Made in Leeds review: faith, community and hip-hop Casanova

It is the moments when you see a dancer’s eyes light up that give a thrill. When a smile breaks out as they nail a difficult rhythm, or bend over into a juicy move, savoring the unfamiliar, taking a risk. Under new management since the arrival in May of artistic director (and former director of the Royal Ballet) Federico Bonelli, the Northern Ballet’s usual territory is accessible story ballets based on popular titles such as The Great Gatsby, Casanova and 1984. But this triple count shows that I’m not on autopilot, commissioning three choreographers who bring different influences with them.
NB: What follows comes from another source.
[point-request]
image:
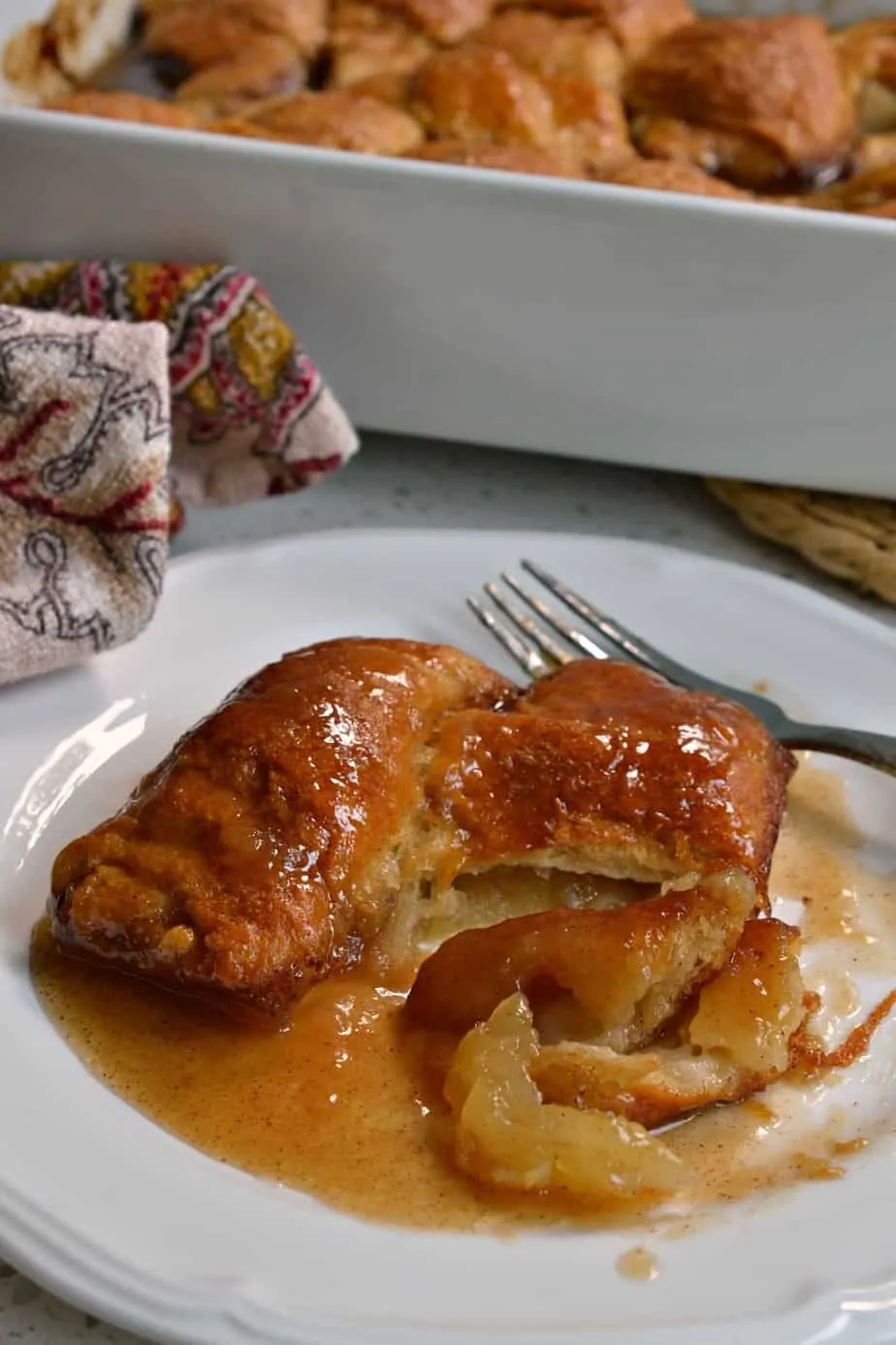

Mthuthuzeli November draws on memories of her South African childhood; Dickson Mbi brings elements of hip-hop; Stina Quagebeur connects with the qualities of everyday life and you can see the dancers find their way with this new material. Regardless of the success of each work, this is what artists, and ballet companies, need: to put a toe (in pointe shoes or whatever) in a different way of moving, and therefore of thinking. This doesn’t have to mean a dramatic change from the dance vocabulary they’re used to. The refreshing thing about Quagebeur’s piece, Nostalgia, is its ordinariness of hers. It is one of the most perceptive representations of a realistic relationship that I have seen on a ballet stage. We see fragments of a couple in an unspectacular and non-fantasy romance. First it is with a slight tension between two bodies. Then he is more hostile, more wounded. Now they seem to be asking, “Who are you too?” Or maybe realize, “I think I need you.” However you look at it, it’s complicated. The couple (Minju Kang and Jonathan Hanks) observe the appearance of an identical couple, dancing with cheerful and playful ease. Was it us? They are enchanted by their memories, caught up in it all until somehow they have swapped partners and everyone is dancing with their own fantasy.

Wailers is a piece by Ballet Black’s November that takes dancers out of their comfort zone. November has imaginative ways of blending ballet with a deeper, looser physicality. This piece portrays faith, struggle and community, especially among women, with Aerys Merrill as a figure of grandmother’s wisdom and steadfastness at the center. Sarah Chun, in the role of a mother, really gets into the flow, the enthralling and undulating rhythm of the choreography, especially in an uplifting finale where the stage shines with hope and commonality.

Quagebeur and November are used to working within ballet companies, as dancers and choreographers, but Mbi comes from a hip-hop and contemporary dance background. Her piece, Ma Vie, began as a film in response to Kenneth Tindall’s Casanova ballet, and has a certain cinematic ambition and style. Tindall followed the famous seducer’s colorful escapades in a sensual movement; Mbi is more interested in showing us Casanova’s demons. The former prisoner seems very trapped by his own impulses of him. The dancers of the ensemble are dressed in black, with hoods, only the hands and wrists not covered by the clothes, and become invisible forces that manipulate it. It’s a device you see in street dance routines, so it’s interesting to see it transferred to ballet and to see the dancers absorb different accents and momentum into their bodies from the way Mbi moves. The greater demon, however, possibly Casanova’s shadow self, is played by a host, brilliant hip-hop dancer Jonadette Carpio, who rather steals the show.